Reread #4: Bee Season
(Unsure what this is about? Background on Reread here.)
OK. Next up, Myla Goldberg’s Bee Season. Often when people talk about the virtues of small bookstores, they talk about “hand selling,” that mystical process whereby a person who cares about books has a conversation with somebody similarly inclined, and an unexpected book changes hands for money. Sometime in 2000-2001, I handsold 4500 copies of this book without ever taking a bookstore job. The authors of Bee Season, A Fraction of the Whole and Mary and O’Neil owe me some drinks, although given what we know of royalty earnings, I expect those drinks to be served as a thin vapor. But that’s beside the point.
Bee Season kicked my ass in 2000 or 2001. I know it was one of those years because I remember where I was living, who I was living with, who I recommended it to, and I don’t see it on the list of books I’ve read that I started at Thanksgiving 2001. I remember reading other Myla Goldberg books later. I gave a copy to my both my mother and my now-mother-in-law, which might be a literary category with one entry. So I remember circumstances around it. But what do I remember of it?
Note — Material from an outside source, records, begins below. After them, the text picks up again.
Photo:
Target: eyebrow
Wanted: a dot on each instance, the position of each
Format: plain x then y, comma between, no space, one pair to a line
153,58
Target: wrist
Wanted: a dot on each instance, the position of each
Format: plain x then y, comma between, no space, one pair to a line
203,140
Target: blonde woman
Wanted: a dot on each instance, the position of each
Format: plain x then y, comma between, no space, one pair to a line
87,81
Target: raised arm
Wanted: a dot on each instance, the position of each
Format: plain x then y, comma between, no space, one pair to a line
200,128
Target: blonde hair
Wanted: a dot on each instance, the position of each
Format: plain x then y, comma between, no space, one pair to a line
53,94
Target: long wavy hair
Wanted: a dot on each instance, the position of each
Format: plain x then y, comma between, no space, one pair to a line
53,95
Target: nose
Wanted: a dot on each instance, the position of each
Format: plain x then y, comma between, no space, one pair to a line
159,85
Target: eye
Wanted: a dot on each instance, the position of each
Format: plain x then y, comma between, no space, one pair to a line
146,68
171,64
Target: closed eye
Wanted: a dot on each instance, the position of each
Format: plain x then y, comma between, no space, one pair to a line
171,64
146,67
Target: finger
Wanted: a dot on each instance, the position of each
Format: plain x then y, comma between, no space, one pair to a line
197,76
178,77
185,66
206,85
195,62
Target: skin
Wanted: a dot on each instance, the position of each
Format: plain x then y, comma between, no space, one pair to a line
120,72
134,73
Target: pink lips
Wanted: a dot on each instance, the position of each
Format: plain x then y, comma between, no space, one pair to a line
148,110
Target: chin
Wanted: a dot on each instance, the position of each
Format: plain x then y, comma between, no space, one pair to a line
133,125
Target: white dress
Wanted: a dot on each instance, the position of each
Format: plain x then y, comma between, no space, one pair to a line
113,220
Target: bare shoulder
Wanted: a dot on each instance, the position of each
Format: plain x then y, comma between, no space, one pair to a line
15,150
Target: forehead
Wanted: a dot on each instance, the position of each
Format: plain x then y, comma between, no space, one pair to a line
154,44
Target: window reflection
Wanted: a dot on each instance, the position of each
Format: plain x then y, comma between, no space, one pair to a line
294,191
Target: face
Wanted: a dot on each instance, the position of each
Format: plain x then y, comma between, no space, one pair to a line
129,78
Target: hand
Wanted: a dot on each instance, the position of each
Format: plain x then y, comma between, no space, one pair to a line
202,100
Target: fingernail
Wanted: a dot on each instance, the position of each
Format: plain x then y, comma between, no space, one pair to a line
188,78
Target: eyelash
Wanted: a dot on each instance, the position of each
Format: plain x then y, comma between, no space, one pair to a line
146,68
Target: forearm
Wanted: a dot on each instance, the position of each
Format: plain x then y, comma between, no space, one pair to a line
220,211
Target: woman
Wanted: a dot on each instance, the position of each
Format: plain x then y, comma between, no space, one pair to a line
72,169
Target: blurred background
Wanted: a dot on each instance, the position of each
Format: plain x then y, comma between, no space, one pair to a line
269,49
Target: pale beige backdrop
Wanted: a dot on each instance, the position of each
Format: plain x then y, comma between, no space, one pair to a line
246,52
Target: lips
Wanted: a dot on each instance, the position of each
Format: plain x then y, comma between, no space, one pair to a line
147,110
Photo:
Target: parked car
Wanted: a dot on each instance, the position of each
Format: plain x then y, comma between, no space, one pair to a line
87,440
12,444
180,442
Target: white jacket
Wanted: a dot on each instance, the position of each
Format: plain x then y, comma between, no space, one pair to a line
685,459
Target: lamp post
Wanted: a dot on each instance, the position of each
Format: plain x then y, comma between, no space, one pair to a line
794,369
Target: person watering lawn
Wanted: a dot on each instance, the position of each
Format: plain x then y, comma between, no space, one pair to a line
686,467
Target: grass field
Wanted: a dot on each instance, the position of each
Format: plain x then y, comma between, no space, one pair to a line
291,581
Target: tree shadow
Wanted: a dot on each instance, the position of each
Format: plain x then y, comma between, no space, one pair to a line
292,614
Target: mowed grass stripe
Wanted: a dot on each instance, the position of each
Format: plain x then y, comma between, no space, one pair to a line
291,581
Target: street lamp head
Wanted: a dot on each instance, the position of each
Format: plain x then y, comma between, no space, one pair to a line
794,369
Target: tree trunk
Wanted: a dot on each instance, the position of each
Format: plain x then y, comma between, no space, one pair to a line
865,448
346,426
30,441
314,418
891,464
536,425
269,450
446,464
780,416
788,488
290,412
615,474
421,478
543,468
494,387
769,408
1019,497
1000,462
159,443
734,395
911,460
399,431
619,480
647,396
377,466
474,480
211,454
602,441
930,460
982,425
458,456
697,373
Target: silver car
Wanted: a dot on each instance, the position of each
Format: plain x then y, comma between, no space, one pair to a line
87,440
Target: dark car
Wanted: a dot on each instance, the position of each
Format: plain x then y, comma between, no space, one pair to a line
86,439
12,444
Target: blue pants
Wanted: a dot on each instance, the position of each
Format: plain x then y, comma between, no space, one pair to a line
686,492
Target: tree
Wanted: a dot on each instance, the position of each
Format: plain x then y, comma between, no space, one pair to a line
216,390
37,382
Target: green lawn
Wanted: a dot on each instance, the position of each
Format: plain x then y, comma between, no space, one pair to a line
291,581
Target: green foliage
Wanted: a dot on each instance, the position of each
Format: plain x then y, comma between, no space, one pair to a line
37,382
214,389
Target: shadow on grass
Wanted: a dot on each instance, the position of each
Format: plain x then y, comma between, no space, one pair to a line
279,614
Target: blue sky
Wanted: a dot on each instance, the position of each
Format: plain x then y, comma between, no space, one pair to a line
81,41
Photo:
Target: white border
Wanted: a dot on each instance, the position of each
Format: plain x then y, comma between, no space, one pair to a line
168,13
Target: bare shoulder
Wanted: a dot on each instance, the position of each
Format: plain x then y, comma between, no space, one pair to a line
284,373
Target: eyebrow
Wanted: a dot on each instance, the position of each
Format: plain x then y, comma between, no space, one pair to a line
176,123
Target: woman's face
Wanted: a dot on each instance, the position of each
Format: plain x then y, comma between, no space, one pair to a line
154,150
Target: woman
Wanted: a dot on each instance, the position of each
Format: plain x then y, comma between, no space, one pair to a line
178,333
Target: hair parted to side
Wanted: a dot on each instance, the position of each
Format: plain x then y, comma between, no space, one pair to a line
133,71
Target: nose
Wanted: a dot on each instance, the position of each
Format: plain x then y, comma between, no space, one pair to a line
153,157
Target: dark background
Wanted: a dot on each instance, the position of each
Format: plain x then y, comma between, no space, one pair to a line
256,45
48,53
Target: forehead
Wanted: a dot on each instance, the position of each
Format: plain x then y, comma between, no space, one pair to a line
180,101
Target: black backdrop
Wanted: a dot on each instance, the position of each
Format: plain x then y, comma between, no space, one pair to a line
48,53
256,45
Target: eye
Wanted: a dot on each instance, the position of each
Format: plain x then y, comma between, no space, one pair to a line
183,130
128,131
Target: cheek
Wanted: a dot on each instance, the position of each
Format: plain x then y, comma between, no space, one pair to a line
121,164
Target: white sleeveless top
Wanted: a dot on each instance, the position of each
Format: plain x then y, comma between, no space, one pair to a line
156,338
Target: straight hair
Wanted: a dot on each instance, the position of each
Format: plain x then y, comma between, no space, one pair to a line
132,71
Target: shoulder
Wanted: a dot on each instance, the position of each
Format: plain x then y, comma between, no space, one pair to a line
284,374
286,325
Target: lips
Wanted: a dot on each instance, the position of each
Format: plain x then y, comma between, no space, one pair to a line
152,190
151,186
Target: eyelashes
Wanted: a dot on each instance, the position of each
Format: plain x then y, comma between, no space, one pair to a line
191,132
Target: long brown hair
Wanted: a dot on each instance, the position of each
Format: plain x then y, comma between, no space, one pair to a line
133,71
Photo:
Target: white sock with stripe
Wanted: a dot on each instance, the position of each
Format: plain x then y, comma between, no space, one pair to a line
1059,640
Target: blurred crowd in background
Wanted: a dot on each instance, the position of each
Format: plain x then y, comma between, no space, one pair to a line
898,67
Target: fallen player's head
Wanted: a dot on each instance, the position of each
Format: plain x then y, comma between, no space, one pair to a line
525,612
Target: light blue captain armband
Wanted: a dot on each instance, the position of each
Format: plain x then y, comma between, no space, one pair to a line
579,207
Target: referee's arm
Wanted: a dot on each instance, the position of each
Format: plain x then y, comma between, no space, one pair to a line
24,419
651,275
OK. We’ve got a father who is not a rabbi, but is deeply knowledgable of Kabbalah. He has two kids (a son and a daughter) and a workaholic wife. He and his wife have no sex life. I believe he works from home, perhaps in one of those impenetrable studies children are forbidden to enter. He is affectionate towards his son, but not his daughter (Eliza?), until his daughter wins a spelling bee. I don’t recall the circumstances, but something about her win excites him, and suddenly, she is his pride and joy. He begins coaching her, much like Gus coaches Chris in the second season of Get a Life, when toxic waste gives them super powers, only Eliza has no super powers, her dad isn’t drunk, and he emphasizes a method where she “sees” the letters emerging mystically on demand (but otherwise just like Gus and Chris). They go far, and initially it brings the family together, but he gets too intense, messes things up, his son is jealous, his wife is angry, he acts like a… I’m guessing here. I don’t remember the details beyond that. I can’t remember anything.
I’m pretty confident in that partial synopsis. But as with the last one, that’s all plot, and just the outline of one, at that. What I haven’t hinted at, and can’t remember is exactly what captivated me enough to have been so confident in recommending it so widely at the time.
So I’ll get started. Let’s talk soon.